From the moment you get home from the hospital, you’re going to be winging it. It doesn’t matter how many books about newborn baby care you read or how many infant CPR classes you attended. Everything you do, from changing your baby’s diaper to finding the best way to swaddle, to figuring out which baby carrier doesn’t feel like you’re suffocating your child, will be winging it. And that’s OK.

Your baby will not be like your sister’s baby, or your hairdresser’s baby, or how your mom described you as a newborn. You will have to wing it to find the best position to hold, to soothe, to burp or to feed. You will have to try different techniques, some that you read about in your books but some that are “I’m losing my mind and I’ll try anything” new inventions. And that’s OK.

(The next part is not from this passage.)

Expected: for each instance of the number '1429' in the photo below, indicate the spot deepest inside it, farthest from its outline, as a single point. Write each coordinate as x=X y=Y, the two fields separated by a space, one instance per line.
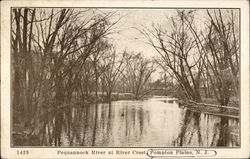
x=23 y=152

Your in-laws will tell you you’re holding the baby wrong. Your cousin will tell you you’re not swaddling properly. Your teacher from kindergarten who you ran into at the grocery store will tell you the baby’s not dressed warm enough. You can heed some of their advice, but the fact is you’re winging this and you need to learn what works for your baby. Nobody will know your baby the way you do. They don’t see him or her every minute of every day. You need to make the call over how to hold, dress, soothe, snuggle and care for your baby.

Those first few weeks or months at home, that’s your time to wing it. That’s your time to find your baby’s tune and develop the harmony. You’re going to screw up. You’re going to make mistakes. You’re going to follow the instructions in the baby books and tear your hair out wondering why nothing is working.

You’ve just got to wing it. You’ve got to step outside the guidebooks, and the YouTube videos, and the people staring you down just waiting to pounce and tell you what you’re doing wrong. This is your baby, and you are the mommy. And even if you’ve never held a newborn before in your life, there’s no one in the world more qualified to hold yours.

It’s going to be scary, and you’re going to question what you’re doing 99 percent of the time. But through trial and error, through breakthroughs and fallbacks, and through moments of elation but more often tears, you can do this, new mommy. Hop on the roller coaster, pull down the harness, and put your hands up. You’re in for a hell of a ride.